Secrets and Lies

Not everything in here is true, but it is based on real events.

Name:
Location: Southern California

Sunday, October 18, 2009

Busy

I was going to call you again on Saturday, but then decided against it. I figured it would seem weird since I had already left you a message. I assume you would call me back when you get a chance. I'm sure you're busy.

I think it's weird that Party City is advertising their Halloween Costumes by using Thriller as the music. It seems somewhat tasteless. Unless MJ actually is a zombie. Then it would be kind of funny. Or ironic. I thought today about what to be for Halloween, and made no decisions. Mother Nature seemed like a good choice. Or Midori from Guitar Hero. How fun would that be? The truth is that I don't really want to put too much work into it since I'll probably have nothing to do anyway. My friends suck, and I don't see how that would change anytime in the next 2 weeks. It's just sad to get all dressed up and have nowhere to go.

So I went on another date with the young guy. We totally made out this time. And then he left. Hmm. Yeah, he seems totally interested. In his defense, he did say he had to leave because if he stayed he wouldn't get any sleep. Because a)it was too hot b)I was nekkit. Generally acceptable excuses, but I still told like it when they leave in the middle of the night. I'm still not sure what to think of the whole situation. It was great to make out and stuff, but my heart isn't really in it. But I kind of want to roll with it and see what happens. He doesn't seem to want anything too serious, and I need a distraction. I think we are sort of on the same page about things, even though we haven't gotten into specifics. He's definitely not hooked or anything. Maybe just intrigued. As strange as it sounds, I feel like I have to be at least a little bit careful since he knows a lot of people that I would prefer don't know stuff about me (i.e. what I look like naked, how I kiss, the sounds I make when I'm really happy, etc). That would not be very cool. And it would just be awkward.

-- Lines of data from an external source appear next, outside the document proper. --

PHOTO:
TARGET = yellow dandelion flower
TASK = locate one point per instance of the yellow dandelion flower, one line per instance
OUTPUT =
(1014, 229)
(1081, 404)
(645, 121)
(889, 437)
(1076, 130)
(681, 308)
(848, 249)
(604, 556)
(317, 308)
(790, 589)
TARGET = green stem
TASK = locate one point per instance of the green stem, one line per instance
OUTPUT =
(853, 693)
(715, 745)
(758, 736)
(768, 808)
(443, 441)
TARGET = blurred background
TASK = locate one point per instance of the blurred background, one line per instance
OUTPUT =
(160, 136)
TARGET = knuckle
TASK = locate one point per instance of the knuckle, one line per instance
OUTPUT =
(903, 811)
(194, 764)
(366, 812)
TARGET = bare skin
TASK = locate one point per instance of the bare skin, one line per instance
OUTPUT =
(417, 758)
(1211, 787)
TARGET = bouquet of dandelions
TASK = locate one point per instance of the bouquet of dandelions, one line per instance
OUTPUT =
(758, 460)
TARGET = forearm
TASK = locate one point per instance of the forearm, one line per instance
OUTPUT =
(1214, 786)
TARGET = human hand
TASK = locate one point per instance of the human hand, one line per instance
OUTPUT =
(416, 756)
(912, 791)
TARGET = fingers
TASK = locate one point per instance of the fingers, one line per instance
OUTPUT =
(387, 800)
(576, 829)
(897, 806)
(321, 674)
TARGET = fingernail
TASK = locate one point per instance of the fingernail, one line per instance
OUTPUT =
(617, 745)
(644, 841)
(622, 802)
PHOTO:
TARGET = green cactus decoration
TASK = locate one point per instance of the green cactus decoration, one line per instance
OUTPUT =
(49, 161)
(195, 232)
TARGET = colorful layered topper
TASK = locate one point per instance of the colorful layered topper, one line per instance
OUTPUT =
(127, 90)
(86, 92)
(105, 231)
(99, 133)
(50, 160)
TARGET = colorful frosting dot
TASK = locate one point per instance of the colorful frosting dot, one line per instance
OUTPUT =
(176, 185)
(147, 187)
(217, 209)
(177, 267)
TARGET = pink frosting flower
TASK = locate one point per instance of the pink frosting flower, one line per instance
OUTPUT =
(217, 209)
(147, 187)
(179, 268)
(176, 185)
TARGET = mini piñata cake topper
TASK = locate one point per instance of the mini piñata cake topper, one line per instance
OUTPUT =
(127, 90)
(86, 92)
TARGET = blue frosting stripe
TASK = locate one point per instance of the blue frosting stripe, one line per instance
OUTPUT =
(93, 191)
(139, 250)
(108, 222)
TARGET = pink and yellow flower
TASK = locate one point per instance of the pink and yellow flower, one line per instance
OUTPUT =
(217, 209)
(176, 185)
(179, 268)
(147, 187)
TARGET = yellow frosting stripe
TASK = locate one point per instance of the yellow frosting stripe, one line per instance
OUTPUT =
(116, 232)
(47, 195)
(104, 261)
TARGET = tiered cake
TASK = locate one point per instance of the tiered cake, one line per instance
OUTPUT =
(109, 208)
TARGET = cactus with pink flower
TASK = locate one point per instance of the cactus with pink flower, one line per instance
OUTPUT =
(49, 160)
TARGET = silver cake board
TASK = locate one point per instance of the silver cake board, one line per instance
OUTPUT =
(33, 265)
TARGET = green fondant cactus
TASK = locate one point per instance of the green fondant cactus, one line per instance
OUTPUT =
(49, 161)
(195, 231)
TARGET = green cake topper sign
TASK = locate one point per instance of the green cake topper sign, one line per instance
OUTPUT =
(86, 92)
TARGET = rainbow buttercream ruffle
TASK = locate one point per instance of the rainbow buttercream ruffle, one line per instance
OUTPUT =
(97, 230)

I also feel like a cougar, even though someone recently told me what constitutes cougarism:
1. a fancy car
2. a divorce
3. a kid
4. fake boobs
5. fake nails

Not all those things, but at least a majority. Maybe I'm just not a trashy cougar.

I'm going to make an attempt to not talk about the other boy for 30 days. I know all my friends are tired of hearing about him, and I am tired of talking about him. Plus I'm going to try to not talk to him or worry about the whole situation anymore. Easier said than done, but I have to start somewhere. It's also he same every time we talk. Nothing new ever happens.

Anyway, I hope you are having fun doing whatever it is that is keeping you busy.